Information Theory - Chpter X+5 Achievability of BSC(p)

4 minute read

Published: March 03, 2026

Informal discussion of Shannon’s channel coding theorem for Binary Symmetry Coding.

\[\text{BSC}(p): W=\{0,1\}\rightarrow \{0,1\}, W=\begin{pmatrix} 1-p&p\\p&1-p \end{pmatrix}, p\le \frac{1}{2}.\]

Let

\[d_H(x^n, y^n)=\vert \{i:x_i\neq y_i\}\vert\]

be the Hamming distance between $x^n$ and $y^n$. So the typical value of $d_H(x^n, y^n)\approx np$.

For small $\alpha>0$:

\[P\{\vert d_H(x^n, y^n)-np\vert \ge n\alpha\}\]

is small.

We may define:

\[g(y^n)= \left\{ \begin{aligned} m ,& \quad \text{if there exists a unique } x^n(m)\in C\ s.t.\ \vert d_H(x^n(m), y^n)-np\vert \le n\alpha \\ 1 ,& \quad otherwise \end{aligned} \right.\]

We call $y^n$ with $\vert d_H(x^n,y^n)-np\vert \le n\alpha$ for some $\alpha\ge 0$ typical with $x^n$. Define typical set:

\[\begin{aligned} \mathcal{T}_\alpha(x^n(m))\triangleq \{y^n\in \{0,1\}^n:\vert d_H(x^n(m), y^n)-np\vert \le n\alpha\}. \\ \vert \mathcal{T}_\alpha(x^n(m))\vert =\sum_{i:\vert i-np\vert \le n\alpha} \begin{pmatrix} n\\i \end{pmatrix} \approx 2^{nh(p)} \end{aligned}\]

So when there is non overlapping between balls, it can be decoded uniquely.

So $M\cdot 2^{nh(p)}\le 2^n$, e.g., $R<1-h(p)-\epsilon$, it is possible to transmit reliably.

If $M\cdot 2^{nh(p)}>2^n$, e.g., $R>1-h(p)+\epsilon$, then on average $y^n$ is typical for an exponential number $2^{n\epsilon}$ of $x^n\in \mathcal{C}$ and $P_e\approx 1$.

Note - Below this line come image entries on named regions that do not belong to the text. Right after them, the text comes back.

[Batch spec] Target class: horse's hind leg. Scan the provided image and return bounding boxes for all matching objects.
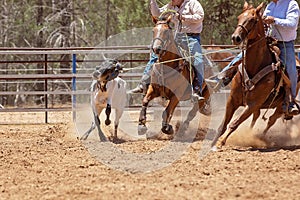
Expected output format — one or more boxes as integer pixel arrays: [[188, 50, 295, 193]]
[[250, 110, 260, 129], [138, 85, 158, 135], [263, 107, 283, 135], [113, 109, 123, 139], [94, 113, 107, 142], [105, 104, 111, 126], [220, 106, 254, 147], [80, 122, 96, 140], [181, 102, 199, 131], [161, 95, 179, 135]]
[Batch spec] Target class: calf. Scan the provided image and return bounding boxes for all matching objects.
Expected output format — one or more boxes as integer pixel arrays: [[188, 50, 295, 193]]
[[81, 60, 126, 141]]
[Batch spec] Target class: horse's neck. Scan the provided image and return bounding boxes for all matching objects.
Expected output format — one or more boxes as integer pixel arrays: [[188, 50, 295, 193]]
[[159, 44, 181, 68]]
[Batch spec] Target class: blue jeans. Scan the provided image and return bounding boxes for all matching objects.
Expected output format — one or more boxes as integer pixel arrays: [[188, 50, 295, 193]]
[[144, 33, 204, 92], [277, 41, 298, 99]]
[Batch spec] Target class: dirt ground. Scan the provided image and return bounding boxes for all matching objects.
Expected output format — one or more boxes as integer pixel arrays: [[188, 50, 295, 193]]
[[0, 113, 300, 200]]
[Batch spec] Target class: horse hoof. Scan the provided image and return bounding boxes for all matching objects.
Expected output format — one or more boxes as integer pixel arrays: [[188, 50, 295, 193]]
[[138, 124, 148, 135], [105, 119, 111, 126], [161, 124, 174, 135], [211, 146, 219, 152]]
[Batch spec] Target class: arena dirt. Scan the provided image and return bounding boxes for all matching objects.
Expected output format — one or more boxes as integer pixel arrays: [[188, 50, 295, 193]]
[[0, 113, 300, 200]]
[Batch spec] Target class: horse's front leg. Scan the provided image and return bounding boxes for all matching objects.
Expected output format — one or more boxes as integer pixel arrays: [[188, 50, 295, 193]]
[[138, 85, 158, 135], [161, 95, 179, 135], [105, 104, 111, 126]]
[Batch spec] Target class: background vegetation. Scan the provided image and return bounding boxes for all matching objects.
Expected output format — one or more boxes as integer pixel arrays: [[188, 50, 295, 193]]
[[0, 0, 299, 47]]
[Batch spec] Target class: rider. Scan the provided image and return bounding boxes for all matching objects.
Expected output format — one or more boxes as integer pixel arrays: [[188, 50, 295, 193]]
[[130, 0, 204, 100], [206, 0, 300, 115]]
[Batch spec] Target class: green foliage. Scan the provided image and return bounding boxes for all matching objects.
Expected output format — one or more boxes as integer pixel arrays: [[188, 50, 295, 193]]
[[0, 0, 300, 47]]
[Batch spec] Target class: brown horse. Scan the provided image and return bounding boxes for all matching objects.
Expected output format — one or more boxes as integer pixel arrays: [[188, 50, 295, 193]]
[[138, 15, 210, 134], [213, 2, 299, 146]]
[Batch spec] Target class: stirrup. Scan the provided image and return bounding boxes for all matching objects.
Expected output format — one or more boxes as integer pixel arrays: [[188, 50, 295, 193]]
[[192, 93, 205, 101]]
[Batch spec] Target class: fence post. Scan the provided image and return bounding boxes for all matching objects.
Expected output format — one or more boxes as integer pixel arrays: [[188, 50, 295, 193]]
[[44, 54, 48, 124], [72, 54, 76, 122]]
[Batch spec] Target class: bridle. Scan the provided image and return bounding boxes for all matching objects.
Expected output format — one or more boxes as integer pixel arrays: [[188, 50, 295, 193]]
[[237, 14, 259, 44]]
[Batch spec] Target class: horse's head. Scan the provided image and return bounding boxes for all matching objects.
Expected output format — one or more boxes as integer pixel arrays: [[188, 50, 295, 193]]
[[93, 60, 122, 83], [152, 15, 174, 55], [231, 2, 264, 45]]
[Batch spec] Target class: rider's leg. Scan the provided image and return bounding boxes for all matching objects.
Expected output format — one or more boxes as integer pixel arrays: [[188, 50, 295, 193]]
[[129, 53, 158, 93], [188, 36, 204, 100], [278, 41, 299, 115]]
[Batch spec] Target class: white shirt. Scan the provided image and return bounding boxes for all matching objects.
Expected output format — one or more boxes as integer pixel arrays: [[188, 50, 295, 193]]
[[150, 0, 204, 33], [263, 0, 300, 42]]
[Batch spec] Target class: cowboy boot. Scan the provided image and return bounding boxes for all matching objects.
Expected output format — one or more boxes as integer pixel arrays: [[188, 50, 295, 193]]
[[128, 74, 150, 94]]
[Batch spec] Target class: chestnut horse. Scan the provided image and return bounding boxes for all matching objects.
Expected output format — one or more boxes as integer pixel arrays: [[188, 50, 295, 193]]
[[213, 2, 299, 146], [138, 15, 210, 135]]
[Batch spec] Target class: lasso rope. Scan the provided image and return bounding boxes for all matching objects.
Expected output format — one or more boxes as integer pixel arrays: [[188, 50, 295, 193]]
[[122, 47, 238, 72]]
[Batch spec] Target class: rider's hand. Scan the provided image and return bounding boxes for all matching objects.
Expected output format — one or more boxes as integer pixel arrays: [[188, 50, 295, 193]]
[[175, 13, 184, 21], [263, 16, 275, 24]]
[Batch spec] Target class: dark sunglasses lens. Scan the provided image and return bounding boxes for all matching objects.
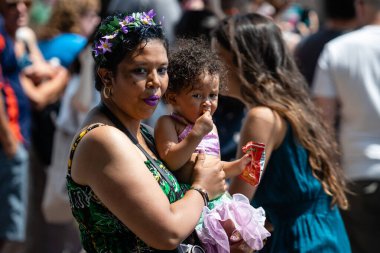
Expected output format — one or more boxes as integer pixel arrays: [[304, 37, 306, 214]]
[[190, 245, 205, 253]]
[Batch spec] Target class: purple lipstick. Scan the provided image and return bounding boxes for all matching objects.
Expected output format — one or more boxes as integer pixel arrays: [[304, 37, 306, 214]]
[[144, 95, 160, 106]]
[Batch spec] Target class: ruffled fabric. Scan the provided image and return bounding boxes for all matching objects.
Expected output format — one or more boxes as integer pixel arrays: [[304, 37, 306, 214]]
[[196, 194, 270, 253]]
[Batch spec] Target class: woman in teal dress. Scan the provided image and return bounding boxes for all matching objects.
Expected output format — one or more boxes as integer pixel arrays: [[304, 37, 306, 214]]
[[67, 11, 226, 253], [213, 14, 351, 253]]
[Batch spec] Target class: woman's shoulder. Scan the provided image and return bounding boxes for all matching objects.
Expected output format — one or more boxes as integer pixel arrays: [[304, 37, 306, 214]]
[[245, 106, 287, 148]]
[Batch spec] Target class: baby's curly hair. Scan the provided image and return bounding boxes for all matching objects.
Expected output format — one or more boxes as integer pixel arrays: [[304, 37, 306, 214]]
[[167, 38, 226, 97]]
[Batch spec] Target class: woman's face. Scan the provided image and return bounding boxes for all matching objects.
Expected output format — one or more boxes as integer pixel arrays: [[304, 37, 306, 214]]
[[0, 0, 33, 36], [109, 39, 169, 120], [168, 71, 219, 123], [212, 38, 241, 99]]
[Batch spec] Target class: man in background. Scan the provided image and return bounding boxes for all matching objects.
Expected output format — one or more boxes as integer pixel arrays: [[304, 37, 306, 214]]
[[313, 0, 380, 253]]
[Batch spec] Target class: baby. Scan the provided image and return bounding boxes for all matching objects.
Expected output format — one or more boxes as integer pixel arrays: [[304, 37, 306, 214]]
[[155, 40, 269, 252]]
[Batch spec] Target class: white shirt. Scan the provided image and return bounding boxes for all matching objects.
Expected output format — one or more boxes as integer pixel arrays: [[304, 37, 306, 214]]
[[312, 25, 380, 179]]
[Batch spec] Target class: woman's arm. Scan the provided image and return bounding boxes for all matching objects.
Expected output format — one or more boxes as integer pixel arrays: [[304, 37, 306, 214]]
[[222, 154, 251, 178], [229, 107, 286, 199], [20, 66, 70, 109], [72, 126, 225, 249]]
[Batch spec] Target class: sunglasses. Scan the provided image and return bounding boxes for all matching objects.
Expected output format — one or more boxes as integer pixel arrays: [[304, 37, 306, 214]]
[[5, 0, 33, 8]]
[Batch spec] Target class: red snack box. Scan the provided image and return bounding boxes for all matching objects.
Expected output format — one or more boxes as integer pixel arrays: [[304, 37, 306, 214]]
[[239, 141, 265, 186]]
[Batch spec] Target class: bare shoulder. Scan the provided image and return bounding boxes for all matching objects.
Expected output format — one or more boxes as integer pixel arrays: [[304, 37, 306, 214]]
[[247, 106, 277, 124], [241, 106, 286, 149], [72, 125, 139, 185]]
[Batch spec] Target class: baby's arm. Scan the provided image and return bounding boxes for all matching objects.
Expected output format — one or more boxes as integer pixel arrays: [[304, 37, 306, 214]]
[[222, 154, 251, 178], [154, 111, 214, 171]]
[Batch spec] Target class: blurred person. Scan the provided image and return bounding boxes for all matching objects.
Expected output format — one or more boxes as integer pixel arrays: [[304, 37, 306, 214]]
[[294, 0, 358, 87], [220, 0, 255, 16], [0, 0, 32, 252], [23, 0, 100, 253], [313, 0, 380, 253], [267, 0, 319, 52], [213, 13, 351, 253]]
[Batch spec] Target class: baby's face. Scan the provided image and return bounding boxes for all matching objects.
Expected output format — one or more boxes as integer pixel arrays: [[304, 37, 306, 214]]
[[172, 74, 219, 123]]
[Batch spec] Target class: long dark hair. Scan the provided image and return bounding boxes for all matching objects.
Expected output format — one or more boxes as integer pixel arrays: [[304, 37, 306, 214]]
[[213, 14, 347, 209]]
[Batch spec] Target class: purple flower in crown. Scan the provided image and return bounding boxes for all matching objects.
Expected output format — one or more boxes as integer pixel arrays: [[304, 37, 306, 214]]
[[141, 9, 156, 25], [95, 36, 112, 55], [119, 16, 135, 33]]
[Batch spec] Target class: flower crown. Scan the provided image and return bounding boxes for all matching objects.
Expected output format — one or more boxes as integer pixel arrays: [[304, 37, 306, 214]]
[[93, 10, 156, 65]]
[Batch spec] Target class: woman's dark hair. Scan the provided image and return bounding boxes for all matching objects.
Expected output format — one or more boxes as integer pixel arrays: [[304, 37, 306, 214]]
[[93, 13, 168, 91], [212, 14, 347, 208], [167, 37, 225, 99]]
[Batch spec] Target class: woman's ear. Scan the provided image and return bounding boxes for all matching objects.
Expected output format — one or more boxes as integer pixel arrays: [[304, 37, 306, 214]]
[[98, 68, 113, 86], [165, 91, 177, 105]]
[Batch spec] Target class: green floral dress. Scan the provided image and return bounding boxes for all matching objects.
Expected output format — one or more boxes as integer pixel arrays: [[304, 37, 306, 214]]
[[66, 123, 186, 253]]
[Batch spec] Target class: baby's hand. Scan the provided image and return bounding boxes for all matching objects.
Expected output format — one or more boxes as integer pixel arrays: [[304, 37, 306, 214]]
[[193, 110, 214, 137], [237, 154, 251, 174]]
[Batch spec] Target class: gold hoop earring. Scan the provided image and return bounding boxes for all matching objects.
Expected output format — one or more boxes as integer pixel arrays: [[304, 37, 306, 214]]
[[103, 86, 112, 99]]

Capacity: This shows there is a dividing point $R=1-h(p)$ for reliable communications over $\text{BSC}(p)$. In general, this value of the rate is called the capacity of the channel $W$.

Lemma: Let $0\le \lambda\le \frac{1}{2}$, then

\[\frac{1}{n+1}2^{nh(\lambda)}\le \sum_{i=0}^{n\lambda}\begin{pmatrix} n\\i \end{pmatrix}\le 2^{nh(\lambda)}.\]

Proof: For the lower bound,

\[\sum_{i=0}^{n\lambda}\begin{pmatrix} n\\i \end{pmatrix}\ge\begin{pmatrix} n\\n\lambda \end{pmatrix}\ge \frac{1}{n+1}2^{nh(\lambda)}\]

For the lower bound,

\[\begin{aligned} 1=(\lambda+(1-\lambda))^n &\ge \sum_{i=0}^{n\lambda}\begin{pmatrix} n\\i \end{pmatrix}\lambda^i(1-\lambda)^{n-i} \\ &\ge \sum_{i=0}^{n\lambda}\begin{pmatrix} n\\i \end{pmatrix}(1-\lambda)^n(\frac{\lambda}{1-\lambda})^{n\lambda} \\ &=2^{-nh(\lambda)}\sum_{i=0}^{n\lambda} \begin{pmatrix} n\\i \end{pmatrix}. \end{aligned}\]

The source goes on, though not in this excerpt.